A team and PO have the option to change the scope of the sprint as needed, but a "live" but incomplete story at the end of a sprint must result in a failed sprint. A good topic for the team retrospective (why wasn't the story finished, and what can be done in the future to ensure all stories are completed?)

A DoD is at the team level. There should NEVER be an individual definition of success that differentiates from the team definition.

Also uncertain why there would be unfinished tasks in a sprint. Any sprint tasks should be identified with a sprint story, and therefore if any task is incomplete, then the story is incomplete.

Below are some DoD criteria from past teams that I have served:

1. Code complete
2. Code well-written
3. Code review (4-eye test)
4. Developed software satisfies acceptance criteria and test cases
5. Unit tested (Verified by the developer that the code executes and it is defect-free)
 Test scripts / context testing completed (if applicable)
6. QA Testing passed
7. Automated testing built/passed (defect-free)
8. Other documentation when applicable
9. User-acceptance testing (TPM/PO)
10. Integration testing
11. Change management deliverables and events
12. Release-related deliverables and events (i.e. – regression testing)
Santosh Shaastry, CSP,CSPO, 11/9/2015 3:04:03 AM
Tim makes a great point about using Definition of Done as the standard to identify whether a Sprint is successful.

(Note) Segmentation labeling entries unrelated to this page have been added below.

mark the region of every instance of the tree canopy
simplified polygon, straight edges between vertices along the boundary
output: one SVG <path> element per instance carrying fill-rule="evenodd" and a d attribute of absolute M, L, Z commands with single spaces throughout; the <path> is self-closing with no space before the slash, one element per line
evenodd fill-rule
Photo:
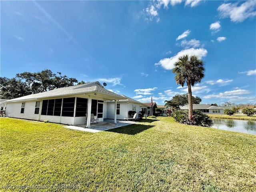
<path fill-rule="evenodd" d="M 78 83 L 75 78 L 56 74 L 46 69 L 40 72 L 24 72 L 10 79 L 0 77 L 1 98 L 8 99 L 44 92 L 57 88 L 68 87 Z"/>
<path fill-rule="evenodd" d="M 185 93 L 180 95 L 176 94 L 172 97 L 171 100 L 172 102 L 178 104 L 179 106 L 184 106 L 188 104 L 188 94 Z M 192 96 L 193 104 L 200 104 L 202 99 L 197 96 Z"/>
<path fill-rule="evenodd" d="M 180 57 L 174 64 L 172 73 L 176 74 L 174 79 L 177 84 L 183 87 L 185 83 L 188 86 L 188 119 L 193 115 L 193 101 L 191 86 L 201 82 L 204 76 L 204 62 L 196 55 L 185 55 Z"/>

Point #9 is a very important one - Deliverable reviewed and approved/signed-of by Product Owner?

It is important that the Product Owner agrees that the deliverable meets the functional expectations.
Niroshan Madampitige, CSP,CSM, 11/11/2015 9:24:32 AM
While appreciating Simas's time invested on this article, i agree with Tim and Santosh...DOD is good enough to decide if your stories are successful. Id DOD is note met 100%, there is a potential issue to fix, so make your retrospection effective in identifying the root cause and then try and fix..Demo is another great ceremony to judge this, listed to product owner's feedback...
Pete Dowling, CSM,CSPO, 12/3/2015 11:02:18 AM
I disagree. The DoD only indicates whether the committed stories are done which is different from a successful sprint. There are many other factors to consider.
- Were the stories complete but the sprint was chaotic and organisation was poor?
- Where there any external distractions?
- Was there available team bandwidth to upskill and learn new technologies?
- Are the following being used: TDD, automated testing, CI, etc
I could go on. Getting committed stories to complete is just one element of whether a sprint is successful.